Torna a difendersi, torna a parlare di “fango” contro di lui perché “bersaglio ideale della destra”. Aboubakar Soumahoro, ex sindacalista dei braccianti, dal 25 settembre anche deputato eletto da indipendenti nella lista di Verdi e Sinistra, commenta nuovamente l’inchiesta della Procura di Latina sulle coop che sarebbero state gestite da moglie e suocera.

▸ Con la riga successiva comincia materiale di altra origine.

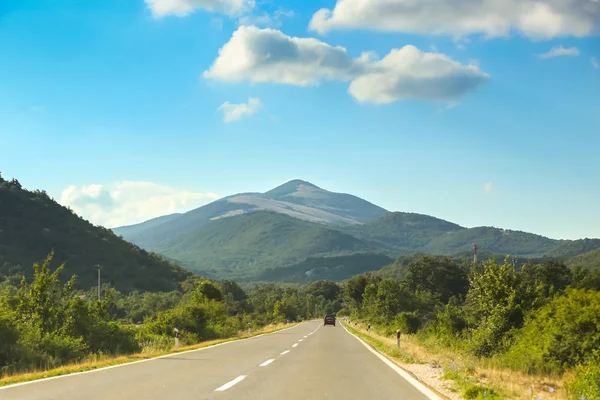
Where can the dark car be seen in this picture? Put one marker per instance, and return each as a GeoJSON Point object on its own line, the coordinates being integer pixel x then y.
{"type": "Point", "coordinates": [329, 320]}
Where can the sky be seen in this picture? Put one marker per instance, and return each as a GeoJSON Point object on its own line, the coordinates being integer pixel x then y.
{"type": "Point", "coordinates": [477, 112]}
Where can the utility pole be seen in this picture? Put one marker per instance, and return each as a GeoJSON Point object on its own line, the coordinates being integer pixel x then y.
{"type": "Point", "coordinates": [99, 267]}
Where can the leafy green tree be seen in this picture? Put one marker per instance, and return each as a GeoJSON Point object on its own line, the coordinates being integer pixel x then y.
{"type": "Point", "coordinates": [540, 282]}
{"type": "Point", "coordinates": [441, 275]}
{"type": "Point", "coordinates": [494, 305]}
{"type": "Point", "coordinates": [563, 333]}
{"type": "Point", "coordinates": [208, 290]}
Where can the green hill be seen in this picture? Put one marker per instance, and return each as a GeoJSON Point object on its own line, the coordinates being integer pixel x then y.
{"type": "Point", "coordinates": [492, 240]}
{"type": "Point", "coordinates": [402, 233]}
{"type": "Point", "coordinates": [336, 268]}
{"type": "Point", "coordinates": [32, 225]}
{"type": "Point", "coordinates": [242, 246]}
{"type": "Point", "coordinates": [241, 236]}
{"type": "Point", "coordinates": [589, 260]}
{"type": "Point", "coordinates": [570, 248]}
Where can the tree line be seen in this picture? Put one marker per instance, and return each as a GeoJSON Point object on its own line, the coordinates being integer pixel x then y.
{"type": "Point", "coordinates": [45, 323]}
{"type": "Point", "coordinates": [542, 318]}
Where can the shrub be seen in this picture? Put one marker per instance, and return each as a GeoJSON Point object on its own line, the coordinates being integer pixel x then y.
{"type": "Point", "coordinates": [584, 382]}
{"type": "Point", "coordinates": [559, 335]}
{"type": "Point", "coordinates": [480, 392]}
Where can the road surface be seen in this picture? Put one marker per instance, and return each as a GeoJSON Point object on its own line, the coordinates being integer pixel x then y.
{"type": "Point", "coordinates": [308, 361]}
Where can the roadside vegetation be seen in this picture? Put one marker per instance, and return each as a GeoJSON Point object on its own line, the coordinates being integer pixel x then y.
{"type": "Point", "coordinates": [46, 324]}
{"type": "Point", "coordinates": [493, 329]}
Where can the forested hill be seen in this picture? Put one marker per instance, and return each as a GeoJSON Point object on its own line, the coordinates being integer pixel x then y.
{"type": "Point", "coordinates": [32, 225]}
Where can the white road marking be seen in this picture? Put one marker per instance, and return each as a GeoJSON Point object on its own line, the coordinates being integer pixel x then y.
{"type": "Point", "coordinates": [421, 387]}
{"type": "Point", "coordinates": [267, 363]}
{"type": "Point", "coordinates": [141, 361]}
{"type": "Point", "coordinates": [230, 384]}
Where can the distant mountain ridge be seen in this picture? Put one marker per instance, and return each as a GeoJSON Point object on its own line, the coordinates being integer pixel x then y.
{"type": "Point", "coordinates": [296, 198]}
{"type": "Point", "coordinates": [32, 225]}
{"type": "Point", "coordinates": [243, 236]}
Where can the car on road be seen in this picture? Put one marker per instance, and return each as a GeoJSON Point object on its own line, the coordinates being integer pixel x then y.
{"type": "Point", "coordinates": [329, 319]}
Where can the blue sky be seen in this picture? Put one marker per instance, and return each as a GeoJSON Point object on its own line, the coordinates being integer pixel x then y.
{"type": "Point", "coordinates": [126, 110]}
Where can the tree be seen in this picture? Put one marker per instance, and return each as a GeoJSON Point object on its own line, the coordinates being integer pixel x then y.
{"type": "Point", "coordinates": [441, 275]}
{"type": "Point", "coordinates": [543, 281]}
{"type": "Point", "coordinates": [494, 304]}
{"type": "Point", "coordinates": [563, 333]}
{"type": "Point", "coordinates": [207, 290]}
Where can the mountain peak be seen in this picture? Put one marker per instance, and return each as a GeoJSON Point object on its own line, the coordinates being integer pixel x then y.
{"type": "Point", "coordinates": [291, 187]}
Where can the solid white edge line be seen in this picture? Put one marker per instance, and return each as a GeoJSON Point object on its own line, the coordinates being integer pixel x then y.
{"type": "Point", "coordinates": [422, 388]}
{"type": "Point", "coordinates": [230, 383]}
{"type": "Point", "coordinates": [141, 361]}
{"type": "Point", "coordinates": [266, 363]}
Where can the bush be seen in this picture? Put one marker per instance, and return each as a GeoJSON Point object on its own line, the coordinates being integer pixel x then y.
{"type": "Point", "coordinates": [560, 335]}
{"type": "Point", "coordinates": [407, 322]}
{"type": "Point", "coordinates": [584, 382]}
{"type": "Point", "coordinates": [480, 392]}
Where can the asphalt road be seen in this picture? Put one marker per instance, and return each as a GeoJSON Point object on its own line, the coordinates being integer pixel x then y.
{"type": "Point", "coordinates": [308, 361]}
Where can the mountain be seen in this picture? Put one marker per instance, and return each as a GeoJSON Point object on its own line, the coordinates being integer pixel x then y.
{"type": "Point", "coordinates": [298, 199]}
{"type": "Point", "coordinates": [350, 209]}
{"type": "Point", "coordinates": [133, 230]}
{"type": "Point", "coordinates": [32, 225]}
{"type": "Point", "coordinates": [299, 226]}
{"type": "Point", "coordinates": [493, 240]}
{"type": "Point", "coordinates": [335, 268]}
{"type": "Point", "coordinates": [402, 233]}
{"type": "Point", "coordinates": [240, 247]}
{"type": "Point", "coordinates": [589, 260]}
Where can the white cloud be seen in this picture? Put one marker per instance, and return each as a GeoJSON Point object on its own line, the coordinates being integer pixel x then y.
{"type": "Point", "coordinates": [181, 8]}
{"type": "Point", "coordinates": [234, 112]}
{"type": "Point", "coordinates": [410, 74]}
{"type": "Point", "coordinates": [560, 51]}
{"type": "Point", "coordinates": [266, 20]}
{"type": "Point", "coordinates": [487, 188]}
{"type": "Point", "coordinates": [128, 202]}
{"type": "Point", "coordinates": [540, 19]}
{"type": "Point", "coordinates": [268, 55]}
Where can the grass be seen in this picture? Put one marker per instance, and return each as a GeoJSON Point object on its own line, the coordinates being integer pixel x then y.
{"type": "Point", "coordinates": [464, 369]}
{"type": "Point", "coordinates": [93, 363]}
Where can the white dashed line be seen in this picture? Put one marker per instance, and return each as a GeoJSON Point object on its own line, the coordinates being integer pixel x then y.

Fascicolo di inchiesta che, al momento, non vede ipotesi di reato e che soprattutto non ha tra gli indagati il parlamentare. Eppure l’attacco mediatico subito da Soumahoro è stato impressionante, come spiega lo stesso paladino dei braccianti nel suo colloquio con Repubblica: “Lo vede il mignolo sinistro? Sa perché è diverso dal destro? Non l’ho mai detto: me lo hanno riattaccato dopo un incidente in un cantiere. Io conosco lo sfruttamento perché sono stato sfruttato, so cosa vuol dire dormire per strada perché mi è capitato. Per questo, per chi ha la mia storia, il fango che mi stanno gettando addosso fa ancora più male”.

Soumahoro tenta di fare chiarezza sulla vicenda dell’indagine che vede coinvolte Liliane Murekatete, moglie del deputato, e la suocera Marie Terese Mukamitsindo. Tutto nasce dalla denuncia da parte del sindacato Uiltucs sulle condizioni di lavoro nelle coop Karibu e Consorzio Aid, che sarebbero gestite dalle due donne.

Ma il deputato di Sinistra-Verdi smentisce già questa ‘ricostruzione’, sottolineando che la moglie Liliane “non possiede nessuna cooperativa, non fa parte di nessun Cda e non è mai stata all’interno del consorzio Aid. È vero che è stata una dipendente della Karibu, ma allo stato attuale è disoccupata”.

Quando gli viene chiesto dal vicedirettore di Repubblica Francesco Bei del ruolo di sua moglie nella cooperativa, delle accuse sui presunti maltrattamenti dei dipendenti, che affermano di essere stati privati di acqua e luce, di non aver ricevuto i loro stipendi per due anni e di essere stati costretti a lavorare in nero, il sindacalista dei braccianti sbotta: “Ma perché lo chiedete a me? Cosa c’entro io con quella cooperativa? Perché non sono andati a chiedere notizie a mia suocera o a mia moglie? È la dimostrazione che è solo fango per delegittimare me e la mia lotta”.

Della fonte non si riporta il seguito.